#R-help to exercise 5 in BSS
# QUESTION a)
# Read the data into a dataframe, give names to the variables, and inspect the data:
salinity<-read.table("http://www.math.uio.no/avdc/kurs/STK4900/data/exer5.dat")
names(salinity)<-c("salt","saltprev","trend","discharge")
salinity
# Check that the data correspond to those given in the exercise.
# Get an overview of the data:
summary(salinity)
plot(salinity)
# Make sure that you understand what the summary measures tell you!
# What do you see from the scatter plots?
# Attach the dataframe
attach(salinity)
# Do linear regression with all three covariates and inspect the results:
lmfull<-lm(salt~saltprev+trend+discharge)
summary(lmfull)
# How important are each of the covariates? How does this agree with the scatter plots?
# QUESTION ?b)
# Compute fitted values and residuals::
saltfit<-lmfull$fit
saltres<-salt-saltfit
summary(saltres)
# You may get the residuals directly as "lmfull$res". Check that this is the case:
summary(lmfull$res)
#(The sum of the residuals is zero, so small differences in their means are due to rounding.)
# QUESTION ?c)
# We will make various plots of the residuals
# Histogram and Q-Q plot (make one plot at a time)
hist(lmfull$res)
qqnorm(lmfull$res)
# What do the plots tell you?
# Residuals versus fitted values:
plot(lmfull$fit, lmfull$res, xlab="Fitted values", ylab="Residuals")
# What does the plot tell you?
# Residuals versus each of the covariates (make one at a time):
plot(saltprev, lmfull$res, ylab="Residuals")
plot(trend, lmfull$res, ylab="Residuals")
plot(discharge, lmfull$res, ylab="Residuals")
# What do the plots tell you? Are there indications of deviation from linearity?
# Residuals versus observation number (we do not know if ?the data are recorded in the order they are given, which would be the case in a real study):
plot(lmfull$res, xlab="obs.number", ylab="residuals")
# What do the plot tell you?
#Can you see any signs of autocorrelation?
# There are a number of other useful plots for the residuals.

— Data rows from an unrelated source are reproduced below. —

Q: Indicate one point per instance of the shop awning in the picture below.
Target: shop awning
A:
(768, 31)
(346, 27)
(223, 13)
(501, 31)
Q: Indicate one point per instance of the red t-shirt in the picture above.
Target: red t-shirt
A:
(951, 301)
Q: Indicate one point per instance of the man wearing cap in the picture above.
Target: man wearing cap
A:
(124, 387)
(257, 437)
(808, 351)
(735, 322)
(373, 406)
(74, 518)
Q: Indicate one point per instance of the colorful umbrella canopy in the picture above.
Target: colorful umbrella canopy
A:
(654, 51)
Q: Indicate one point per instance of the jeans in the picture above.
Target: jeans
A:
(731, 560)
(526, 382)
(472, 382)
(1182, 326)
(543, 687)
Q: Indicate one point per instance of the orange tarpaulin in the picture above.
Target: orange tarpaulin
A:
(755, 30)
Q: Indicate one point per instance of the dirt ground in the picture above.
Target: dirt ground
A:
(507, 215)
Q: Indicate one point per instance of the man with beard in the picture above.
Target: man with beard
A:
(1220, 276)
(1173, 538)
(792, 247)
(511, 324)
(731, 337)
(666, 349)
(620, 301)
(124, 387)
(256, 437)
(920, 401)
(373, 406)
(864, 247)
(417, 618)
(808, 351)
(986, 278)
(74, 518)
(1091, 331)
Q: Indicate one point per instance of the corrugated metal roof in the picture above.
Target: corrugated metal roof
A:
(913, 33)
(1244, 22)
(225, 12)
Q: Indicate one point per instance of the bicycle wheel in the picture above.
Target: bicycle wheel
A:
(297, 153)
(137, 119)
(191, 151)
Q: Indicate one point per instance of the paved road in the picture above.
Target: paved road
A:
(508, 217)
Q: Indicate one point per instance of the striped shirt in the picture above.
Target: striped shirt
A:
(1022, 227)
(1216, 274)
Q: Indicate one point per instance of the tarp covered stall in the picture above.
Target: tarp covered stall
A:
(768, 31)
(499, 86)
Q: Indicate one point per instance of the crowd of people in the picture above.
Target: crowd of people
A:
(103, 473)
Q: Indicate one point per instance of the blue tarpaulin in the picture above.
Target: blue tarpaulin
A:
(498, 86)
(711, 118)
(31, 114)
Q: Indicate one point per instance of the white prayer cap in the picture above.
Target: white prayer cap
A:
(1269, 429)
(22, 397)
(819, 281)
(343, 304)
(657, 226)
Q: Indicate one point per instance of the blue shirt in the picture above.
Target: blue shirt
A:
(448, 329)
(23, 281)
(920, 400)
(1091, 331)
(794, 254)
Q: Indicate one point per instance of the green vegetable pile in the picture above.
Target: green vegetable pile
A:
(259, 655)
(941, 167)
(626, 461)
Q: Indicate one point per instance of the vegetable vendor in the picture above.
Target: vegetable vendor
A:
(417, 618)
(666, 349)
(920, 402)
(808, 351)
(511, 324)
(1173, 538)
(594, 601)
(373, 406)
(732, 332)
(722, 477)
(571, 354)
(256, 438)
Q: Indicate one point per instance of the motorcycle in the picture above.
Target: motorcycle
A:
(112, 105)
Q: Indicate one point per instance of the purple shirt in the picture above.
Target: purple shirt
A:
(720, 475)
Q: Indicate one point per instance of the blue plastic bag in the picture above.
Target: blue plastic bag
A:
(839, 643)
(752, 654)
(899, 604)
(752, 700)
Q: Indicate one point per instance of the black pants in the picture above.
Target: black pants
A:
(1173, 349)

# You get a number of plots (some of those just given and some others) by the command
# (the command may give six different plots ? we show the four first of these):
par(mfrow=c(2,2))
plot(lmfull, 1:4)
par(mfrow=c(1,1))
# Try to understand what each of the plots tells you!.
# QUESTION d)
# Fit a model without trend? (why?):
lmred1<-lm(salt~saltprev+discharge)
summary(lmred1)
# How is this model compared with the one that also includes trend?
# Try yourself other models (e.g. with second order term for discharge)
# Which model would you suggest to use for predicting salinity?